At the top of the steps, she paused, then turned and looked down at Tom.
"Tommy, this is Pugh. You may remember him. He was butler here at Skerries when..." Fortunately, Maeve then had the good sense to let what she was about to say remain unsaid. Instead, standing on the top step, she now explained briefly and in hushed tones to the butler something of what had occurred down at the station.
Stripped to the waist, his jacket about his shoulders, the one heavily bandaged, with his left arm in its sling, slowly, Tom made his way up the flight of steps. Despite all Pugh's long years spent in service, despite what he had just been told, the butler looked utterly appalled; could not prevent himself raising his eyes heavenwards on now, for the first time, meeting the new master of Skerries House.

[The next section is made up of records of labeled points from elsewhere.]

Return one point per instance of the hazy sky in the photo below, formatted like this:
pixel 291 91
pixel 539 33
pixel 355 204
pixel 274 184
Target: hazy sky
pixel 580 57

"This is Mrs. Treves the housekeeper. Apart from two housemaids they are the only domestic staff we have left". With a dismissive wave of her hand, Maeve indicated the two young girls standing to the other side of the front door and who, waiting until their presence was acknowledged, now each sketched a brief curtsy.
The grey haired woman nodded her head in affirmation, moved slightly forward as, helped by Sybil, Tom, now all but exhausted, finally reached the top of the steps.
"Welcome to Skerries House, sir, madam. I understand, sir, that you once lived here, when you were a boy". Mrs. Treves smiled. "If I may make so bold; welcome home, sir".
Breathing heavily,Tom paused, stood stock still and looked directly at the housekeeper. Sensing Tom's disquiet, Sybil glanced up at his face. Catching sight of his expression, she almost gasped out aloud, contrived instead a slight cough. Usually so bright, so alive with laughter and mischief, Tom's blue eyes were now pale, fathomless, opaque, as if sheeted in ice. Pray God he never looks at me like that thought Sybil.
"Thank you". Tom's voice too sounded different; was slightly off-key. He grasped hold of Sybil's hand. "I don't wish to appear rude, Mrs. Treves, indeed, I'm sure your welcome was kindly meant, but this was never my home".
Author's Note:
The title of this chapter, together with the song which the young woman sings, will be recognised by many as being from "Scarborough Fair", a traditional English ballad which, many years ago, was, in part, recorded by Simon and Garfunkel. However, what may not be so well-known is that "Scarborough Fair" is but one variation of a many centuries old tune, to which there are many different lyrics, some of which mention a place-name as the setting of the song and others which do not.